The army of temps I was in and the director of Quality assurance/regulatory affairs was gone when all the testing was approved and filed. They didn't want anyone who knew where there were bodies when the FDA came back around.
 
My wife is talking about a trip next year to a destination served mostly by Boeing.
At present prices it will cost an extra $60 on a $600 ticket to avoid flying Boeing.
It is more a matter of distrust of the company than distrust of the older planes.
Rather than trying to avoid certain models, it's easier and safer to avoid Boeing.
How things change.
If it's not Boeing, I'm not going!
Is becoming
If it's not Boeing, I'm not going!


Bill
--------------------
"Why not the best?"
Jimmy Carter
 
It's pretty easy in the EU to avoid the max you just don't book with ryanair which it would be a cold day in hell before I would anyway or Norwegian. Avoid those two and you pretty much certain you won't fly on a max for the next 5 years from the point of it getting certified again.

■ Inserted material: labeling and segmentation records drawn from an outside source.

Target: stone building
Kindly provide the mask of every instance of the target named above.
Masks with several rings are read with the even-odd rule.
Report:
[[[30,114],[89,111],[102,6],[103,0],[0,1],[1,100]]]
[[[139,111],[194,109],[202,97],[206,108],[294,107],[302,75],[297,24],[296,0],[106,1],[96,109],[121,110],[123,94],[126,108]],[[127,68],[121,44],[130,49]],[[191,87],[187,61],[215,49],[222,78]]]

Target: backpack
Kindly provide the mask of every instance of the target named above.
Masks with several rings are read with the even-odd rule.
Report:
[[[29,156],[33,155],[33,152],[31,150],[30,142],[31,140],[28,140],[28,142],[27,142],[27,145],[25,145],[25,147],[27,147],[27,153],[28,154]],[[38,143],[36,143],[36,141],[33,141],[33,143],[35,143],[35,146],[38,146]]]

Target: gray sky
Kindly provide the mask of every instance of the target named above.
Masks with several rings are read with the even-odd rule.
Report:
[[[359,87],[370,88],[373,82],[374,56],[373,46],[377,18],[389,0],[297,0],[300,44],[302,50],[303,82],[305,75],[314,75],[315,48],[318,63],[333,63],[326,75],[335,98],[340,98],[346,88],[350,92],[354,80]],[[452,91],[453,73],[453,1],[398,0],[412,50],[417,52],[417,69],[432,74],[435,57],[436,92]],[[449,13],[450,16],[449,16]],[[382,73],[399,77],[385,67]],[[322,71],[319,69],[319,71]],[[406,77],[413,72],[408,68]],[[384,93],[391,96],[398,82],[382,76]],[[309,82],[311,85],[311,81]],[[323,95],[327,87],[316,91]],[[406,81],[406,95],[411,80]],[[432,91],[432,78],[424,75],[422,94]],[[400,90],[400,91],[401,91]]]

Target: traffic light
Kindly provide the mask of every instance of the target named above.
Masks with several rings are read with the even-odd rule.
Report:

Btw they are junk compared to pre MD merger. And you lot Inn the USA will have to fly on them like it or not.
 
I would fly on the first MAX to leave the gate. Once that bone-headed software is tweaked out of the MCAS I know it will be one of the safest planes in the sky.

Brad Waybright

It's all okay as long as it's okay.
 
It's not the plane.
It's the company I no longer trust.
After Max, what's next?
Certainly not my safety.

Bill
--------------------
"Why not the best?"
Jimmy Carter
 
Well, one would think the billions this is undoubtedly going to cost Boeing would be a lesson hard-learned. Assuming they have kicked out all of the guilty parties and return to their roots, the company has a good product line and a somewhat besmirched reputation, but that can be won back. It's not unusual for a company to let some incompetents run the store from time to time, which usually manifests into some kind of disaster. A consequence is that sometimes this sort of thing drives away the best talent, which is harder to recover. Warren Buffet famously said that he would only own a company that an idiot could run, because an idiot would eventually end up running it.

Brad Waybright

It's all okay as long as it's okay.
 
Its not the software that's the problem, if it was only the software then it would be flying again already.

Its pretty obvious that there are other certification issues which the software was meant to cover up. But now people external to Boeing are looking at the aircraft properly they are surfacing. More than likely Boeing knew about them from before the first flight of the MAX but managed to blind side the FAA to get certification.

I have a suspicion that the MCAS was in fact an anti-stall system instead of just a control response tweaker.

The Canadians have issued a bluff saying if it fly's fine with out the MCAS we will let it fly again without it with a bit of training. And Boeing haven't touched it. Which leads a lot of us to suspect there are more fundamental issues than Boeing plus regulators have been saying.

Problem is for pilots we just don't know how the thing works or how it performs with a single AoA failure.
 
This seems to be all a bit of a red herring, not that I'm defending Boeing, but if anyone thinks that Airbus is immune from this sort of problem, they're dreaming. The two 800-lb gorillas duke it out, year after year, competing on price and performance, but they're neck and neck, which I suspect means they're doing about the same sort of thing.

TTFN (ta ta for now)
I can do absolutely anything. I'm an expert! faq731-376 forum1529 Entire Forum list
 
Well they are immune from geometric issues that Boeing have with the 737.

The Airbus has room for even bigger engines before they run out of space under the wings and have to get creative to fit the engines on.

The issues with redundancy and fbw architecture have been dealt with years ago. Yes there are still snags appear but the redundancy in the system means that nobody died.

Either the 737 is fbw or its not. If it's not then it has to comply with the manual handling regs. If it is the system architecture has to comply with the fbw regs.

Currently the max complys with niether And getting it to comply with either set of regs may be impossible.